Bands also appear safer for women attempting pregnancy. Several years ago in Massachusetts, a woman and her 8-month-old fetus died of complications 18 months after gastric bypass surgery. Other pregnancy-related deaths have been reported.

In contrast, another study O’Brien and colleagues presented at the obesity meeting found that pregnancy outcomes for women with stomach bands were comparable to normal-weight women, and better than for obese women without bands.

Dr. Mitchell Roslin, chief of obesity surgery at Lenox Hill Hospital in New York City, did a band operation in October for Long Islander Donna Dotzler, who weighed 279 pounds, but wants to do a more drastic surgery for her husband.

“I gave up on New Year’s resolutions maybe five years ago,” said Jim Dotzler, who weighs 479 pounds. “I’m a smart guy. If this were a matter of willpower, I’d have taken care of this a long time ago.”

The operation Roslin has advised for him is BPD, which stands for biliopancreatic diversion, with or without a second procedure called a duodenal switch. Studies show it can cause loss of up to 80 percent of excess body weight for at least as long as 10 years afterward.

Surgeons remove three-fourths of the stomach to leave a sleeve- or banana-shaped organ that is connected to the small intestine, bypassing more of it than a standard gastric bypass does. It can be done in two operations a year apart to reduce its severity and the chances of death, which can be as high as 5 percent.

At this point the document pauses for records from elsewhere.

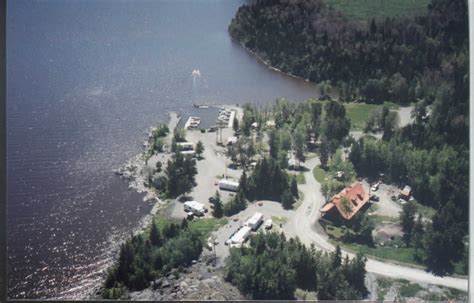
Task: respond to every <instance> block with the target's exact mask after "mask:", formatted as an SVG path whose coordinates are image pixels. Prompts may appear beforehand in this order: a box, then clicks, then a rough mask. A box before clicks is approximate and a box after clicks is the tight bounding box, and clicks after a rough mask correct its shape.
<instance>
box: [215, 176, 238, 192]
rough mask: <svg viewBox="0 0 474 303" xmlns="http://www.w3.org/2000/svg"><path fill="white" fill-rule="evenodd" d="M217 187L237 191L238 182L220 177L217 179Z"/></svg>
mask: <svg viewBox="0 0 474 303" xmlns="http://www.w3.org/2000/svg"><path fill="white" fill-rule="evenodd" d="M219 189H224V190H230V191H237V190H238V189H239V182H236V181H231V180H227V179H221V180H219Z"/></svg>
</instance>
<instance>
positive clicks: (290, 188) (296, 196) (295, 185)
mask: <svg viewBox="0 0 474 303" xmlns="http://www.w3.org/2000/svg"><path fill="white" fill-rule="evenodd" d="M290 190H291V194H292V195H293V196H294V197H296V198H299V193H298V182H297V181H296V177H294V176H293V178H291V187H290Z"/></svg>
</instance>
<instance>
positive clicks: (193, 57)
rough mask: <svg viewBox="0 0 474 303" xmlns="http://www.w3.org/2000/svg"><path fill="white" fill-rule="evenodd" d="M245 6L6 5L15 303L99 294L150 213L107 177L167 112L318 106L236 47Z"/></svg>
mask: <svg viewBox="0 0 474 303" xmlns="http://www.w3.org/2000/svg"><path fill="white" fill-rule="evenodd" d="M243 2H244V1H230V0H220V1H217V0H187V1H184V0H163V1H151V0H150V1H140V0H134V1H121V0H70V1H64V0H42V1H38V0H36V1H35V0H29V1H24V0H15V1H9V2H8V3H7V191H8V193H7V194H8V204H7V213H8V214H7V227H8V229H7V241H8V250H7V252H8V297H9V298H81V297H82V296H84V295H85V294H86V293H87V291H89V290H90V289H91V288H92V287H93V286H95V285H97V284H98V283H100V279H101V273H102V272H103V271H104V268H106V266H107V265H108V264H109V263H110V260H111V251H112V245H113V243H114V242H117V241H118V240H120V239H123V238H124V237H125V236H127V235H129V233H130V230H132V229H133V228H135V227H137V226H138V224H139V221H140V219H141V218H143V216H144V215H145V214H146V213H148V212H149V211H150V209H151V206H150V205H147V204H146V203H145V202H143V201H142V196H141V195H139V194H136V193H134V192H132V191H130V190H128V188H127V184H126V183H125V182H124V181H122V180H121V179H119V178H118V177H117V176H116V175H115V174H114V173H113V172H112V170H113V169H114V168H116V167H118V166H119V165H120V164H122V163H123V162H124V161H126V160H127V159H129V158H130V157H132V156H134V155H135V154H137V153H139V152H140V151H141V143H142V142H143V140H144V139H145V134H144V131H145V130H146V129H147V128H148V127H149V126H151V125H153V124H154V123H157V122H159V121H164V119H165V118H166V113H167V112H168V111H171V110H172V111H179V112H180V113H182V114H183V115H186V114H190V113H195V111H196V109H194V108H193V107H192V106H191V105H192V103H194V102H206V103H214V104H235V103H239V104H242V103H244V102H248V101H250V102H253V103H257V104H264V103H267V102H272V101H273V100H275V98H277V97H286V98H287V99H290V100H295V101H300V100H304V99H306V98H308V97H314V96H315V95H316V89H315V88H314V85H312V84H310V83H308V82H305V81H301V80H297V79H293V78H290V77H288V76H285V75H282V74H280V73H278V72H274V71H272V70H270V69H268V68H267V67H266V66H265V65H263V64H262V63H260V62H259V61H258V60H257V59H256V58H255V57H254V56H252V55H250V54H248V53H247V52H246V51H245V50H244V49H243V48H242V47H241V46H240V45H239V44H238V43H235V42H233V41H232V40H231V39H230V37H229V36H228V34H227V27H228V25H229V23H230V21H231V19H232V17H233V16H234V14H235V12H236V11H237V8H238V7H239V6H240V5H241V4H242V3H243ZM194 69H199V70H200V73H201V76H200V77H197V78H196V79H195V80H194V81H193V77H192V76H191V73H192V71H193V70H194ZM139 206H140V208H139Z"/></svg>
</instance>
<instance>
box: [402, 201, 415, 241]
mask: <svg viewBox="0 0 474 303" xmlns="http://www.w3.org/2000/svg"><path fill="white" fill-rule="evenodd" d="M415 213H416V206H415V204H413V202H408V203H406V204H405V205H403V207H402V212H401V213H400V221H401V223H402V229H403V241H405V245H407V246H410V243H411V237H412V233H413V227H414V225H415Z"/></svg>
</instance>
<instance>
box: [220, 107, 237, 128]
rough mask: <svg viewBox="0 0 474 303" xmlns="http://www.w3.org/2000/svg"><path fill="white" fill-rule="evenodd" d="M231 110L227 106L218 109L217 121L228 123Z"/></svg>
mask: <svg viewBox="0 0 474 303" xmlns="http://www.w3.org/2000/svg"><path fill="white" fill-rule="evenodd" d="M232 112H233V111H232V110H231V109H229V108H224V109H219V115H218V116H217V123H219V122H221V123H226V124H228V123H229V120H230V116H231V115H232Z"/></svg>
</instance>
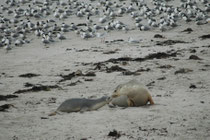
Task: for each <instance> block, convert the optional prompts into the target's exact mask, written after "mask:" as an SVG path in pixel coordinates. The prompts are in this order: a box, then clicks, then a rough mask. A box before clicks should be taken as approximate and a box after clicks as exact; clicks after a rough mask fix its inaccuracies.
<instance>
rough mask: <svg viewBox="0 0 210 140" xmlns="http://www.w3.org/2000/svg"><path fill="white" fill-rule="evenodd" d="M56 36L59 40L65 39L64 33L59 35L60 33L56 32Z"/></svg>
mask: <svg viewBox="0 0 210 140" xmlns="http://www.w3.org/2000/svg"><path fill="white" fill-rule="evenodd" d="M57 38H58V39H60V40H65V39H66V37H65V36H64V35H61V34H60V33H57Z"/></svg>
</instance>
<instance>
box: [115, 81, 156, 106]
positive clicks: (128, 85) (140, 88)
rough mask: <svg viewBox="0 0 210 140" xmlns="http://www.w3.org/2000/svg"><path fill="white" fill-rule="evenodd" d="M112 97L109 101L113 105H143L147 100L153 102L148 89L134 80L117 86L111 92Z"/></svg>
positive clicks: (133, 105) (146, 103)
mask: <svg viewBox="0 0 210 140" xmlns="http://www.w3.org/2000/svg"><path fill="white" fill-rule="evenodd" d="M121 96H122V97H121ZM126 96H127V98H126ZM112 98H113V99H112V101H111V103H112V104H113V105H117V106H122V107H126V106H127V107H129V106H143V105H146V104H147V103H148V102H150V104H151V105H153V104H154V101H153V99H152V96H151V95H150V93H149V91H148V90H147V89H146V88H144V87H143V86H142V85H141V84H140V83H139V82H138V81H136V80H131V81H129V82H127V83H125V84H121V85H119V86H117V88H116V89H115V91H114V93H113V94H112Z"/></svg>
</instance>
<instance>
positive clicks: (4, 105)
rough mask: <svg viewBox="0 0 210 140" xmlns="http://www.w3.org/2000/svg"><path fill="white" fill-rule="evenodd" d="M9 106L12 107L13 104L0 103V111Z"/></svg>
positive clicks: (6, 107) (4, 108)
mask: <svg viewBox="0 0 210 140" xmlns="http://www.w3.org/2000/svg"><path fill="white" fill-rule="evenodd" d="M10 107H14V105H12V104H4V105H1V106H0V111H6V110H7V109H9V108H10Z"/></svg>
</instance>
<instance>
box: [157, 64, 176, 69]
mask: <svg viewBox="0 0 210 140" xmlns="http://www.w3.org/2000/svg"><path fill="white" fill-rule="evenodd" d="M158 68H160V69H170V68H174V66H172V65H162V66H159V67H158Z"/></svg>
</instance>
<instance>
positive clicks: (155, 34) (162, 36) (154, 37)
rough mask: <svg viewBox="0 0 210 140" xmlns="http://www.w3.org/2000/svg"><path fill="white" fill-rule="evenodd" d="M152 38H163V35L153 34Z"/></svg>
mask: <svg viewBox="0 0 210 140" xmlns="http://www.w3.org/2000/svg"><path fill="white" fill-rule="evenodd" d="M154 38H165V37H164V36H163V35H161V34H155V35H154Z"/></svg>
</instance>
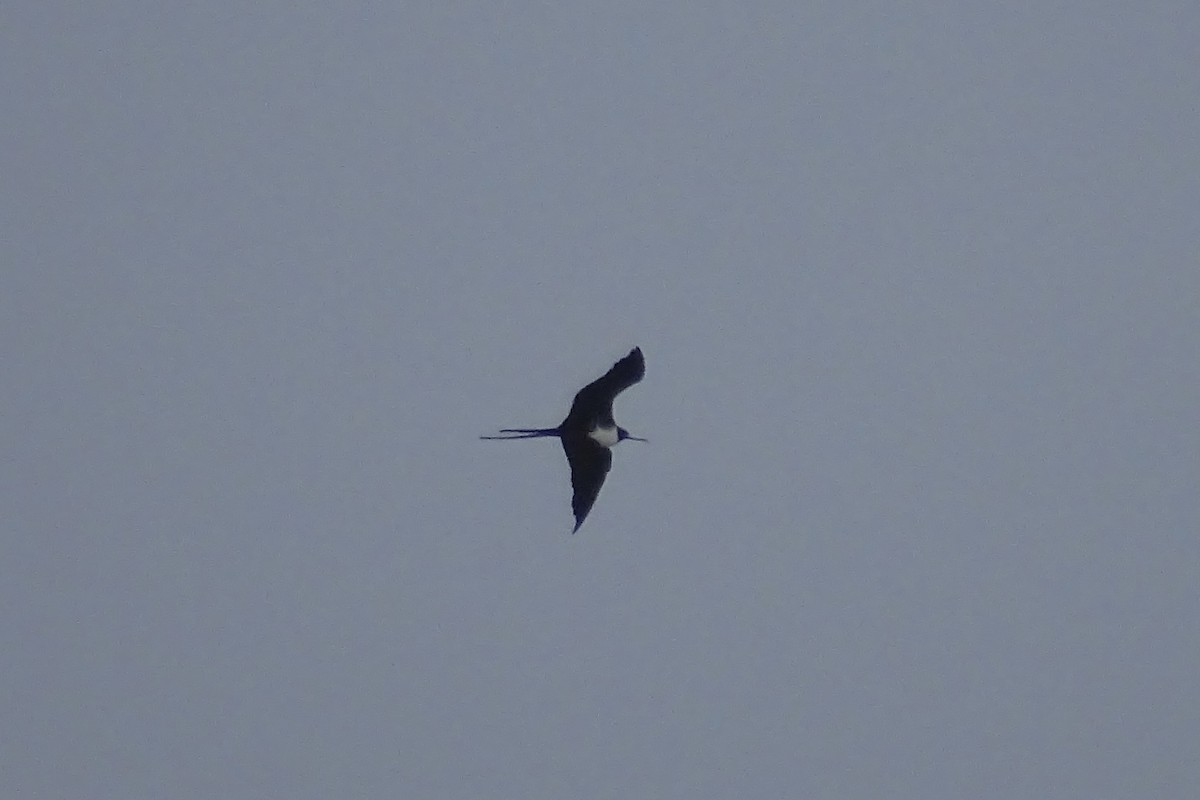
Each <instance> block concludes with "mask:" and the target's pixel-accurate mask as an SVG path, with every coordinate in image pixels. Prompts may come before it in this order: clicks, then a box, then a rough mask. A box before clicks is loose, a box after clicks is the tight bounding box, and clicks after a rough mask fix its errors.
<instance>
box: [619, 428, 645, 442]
mask: <svg viewBox="0 0 1200 800" xmlns="http://www.w3.org/2000/svg"><path fill="white" fill-rule="evenodd" d="M625 439H632V440H634V441H648V439H642V438H640V437H634V435H630V433H629V431H626V429H625V428H620V427H618V428H617V441H624V440H625Z"/></svg>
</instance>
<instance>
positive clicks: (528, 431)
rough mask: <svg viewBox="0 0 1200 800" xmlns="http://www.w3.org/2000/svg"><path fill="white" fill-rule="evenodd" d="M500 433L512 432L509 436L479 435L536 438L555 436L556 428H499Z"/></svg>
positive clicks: (556, 435) (483, 438) (503, 437)
mask: <svg viewBox="0 0 1200 800" xmlns="http://www.w3.org/2000/svg"><path fill="white" fill-rule="evenodd" d="M500 433H512V434H516V435H511V437H480V439H500V440H505V439H536V438H539V437H557V435H559V429H558V428H500Z"/></svg>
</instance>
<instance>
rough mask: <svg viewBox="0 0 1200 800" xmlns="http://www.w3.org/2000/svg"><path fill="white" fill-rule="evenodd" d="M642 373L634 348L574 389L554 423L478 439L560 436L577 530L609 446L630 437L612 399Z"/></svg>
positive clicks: (639, 439)
mask: <svg viewBox="0 0 1200 800" xmlns="http://www.w3.org/2000/svg"><path fill="white" fill-rule="evenodd" d="M644 374H646V360H644V359H642V348H634V349H632V350H630V351H629V355H626V356H625V357H624V359H622V360H620V361H618V362H617V363H614V365H612V369H610V371H608V372H606V373H605V374H604V375H601V377H600V378H598V379H596V380H593V381H592V383H590V384H588V385H587V386H584V387H583V389H581V390H580V391H578V392H577V393H576V395H575V402H574V403H571V411H570V413H569V414H568V415H566V419H565V420H563V422H562V425H559V426H558V427H557V428H502V429H500V433H508V434H511V435H506V437H480V439H502V440H509V439H536V438H539V437H558V438H559V440H562V443H563V451H564V452H565V453H566V462H568V463H569V464H570V465H571V489H572V491H574V495H572V497H571V510H572V511H574V512H575V530H572V531H571V533H572V534H574V533H576V531H577V530H578V529H580V525H582V524H583V521H584V519H586V518H587V516H588V512H589V511H592V506H593V504H595V501H596V495H598V494H600V487H601V486H604V479H605V477H607V475H608V470H610V469H611V468H612V451H611V450H610V447H612V446H613V445H614V444H617V443H618V441H624V440H625V439H632V440H634V441H646V439H640V438H638V437H631V435H629V431H626V429H625V428H623V427H620V426H619V425H617V423H616V422H614V421H613V419H612V401H613V398H614V397H617V395H619V393H622V392H623V391H625V390H626V389H629V387H630V386H632V385H634V384H636V383H637V381H640V380H641V379H642V375H644Z"/></svg>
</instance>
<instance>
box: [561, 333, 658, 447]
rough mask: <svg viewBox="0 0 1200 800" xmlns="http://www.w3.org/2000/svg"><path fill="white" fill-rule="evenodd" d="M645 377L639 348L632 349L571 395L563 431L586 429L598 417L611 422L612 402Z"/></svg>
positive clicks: (640, 354) (592, 423) (641, 354)
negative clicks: (571, 428)
mask: <svg viewBox="0 0 1200 800" xmlns="http://www.w3.org/2000/svg"><path fill="white" fill-rule="evenodd" d="M643 375H646V359H643V357H642V348H634V349H632V350H630V351H629V355H626V356H625V357H624V359H622V360H620V361H618V362H617V363H614V365H612V369H610V371H608V372H606V373H604V375H602V377H601V378H598V379H595V380H593V381H592V383H590V384H588V385H587V386H584V387H583V389H581V390H580V391H578V392H576V395H575V402H574V403H571V413H570V414H568V415H566V420H564V421H563V427H568V428H569V427H576V428H581V429H582V428H590V427H592V426H593V423H594V422H595V421H596V420H595V416H596V414H598V413H599V414H600V415H601V416H602V417H606V419H605V421H606V422H607V421H611V419H612V398H614V397H616V396H617V395H619V393H622V392H623V391H625V390H626V389H629V387H630V386H632V385H634V384H636V383H637V381H638V380H641V379H642V377H643Z"/></svg>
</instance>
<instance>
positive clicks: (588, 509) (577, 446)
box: [563, 437, 612, 534]
mask: <svg viewBox="0 0 1200 800" xmlns="http://www.w3.org/2000/svg"><path fill="white" fill-rule="evenodd" d="M563 451H564V452H565V453H566V461H568V463H570V465H571V489H574V494H572V497H571V511H574V512H575V530H572V531H571V533H572V534H574V533H575V531H577V530H578V529H580V525H582V524H583V521H584V519H586V518H587V516H588V512H589V511H592V506H593V505H594V504H595V501H596V495H598V494H600V487H601V486H604V479H606V477H607V476H608V470H610V469H611V468H612V452H611V451H610V450H608V449H607V447H605V446H602V445H598V444H596V443H595V441H593V440H592V439H589V438H588V437H563Z"/></svg>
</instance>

The “switch” preserves a valve that controls release of food into the intestines from the stomach. These operations account for nearly 5 percent of U.S. obesity surgeries and are growing.

On the horizon are other approaches, like vagus nerve stimulation, to control impulses to eat, and new drugs like rimonabant, which blocks a pleasure center in the brain that makes people want to munch.

“I see the future as combined therapy,” with surgery, medication and other approaches used simultaneously, said Aronne, the obesity society president. “Time will tell what works out best.”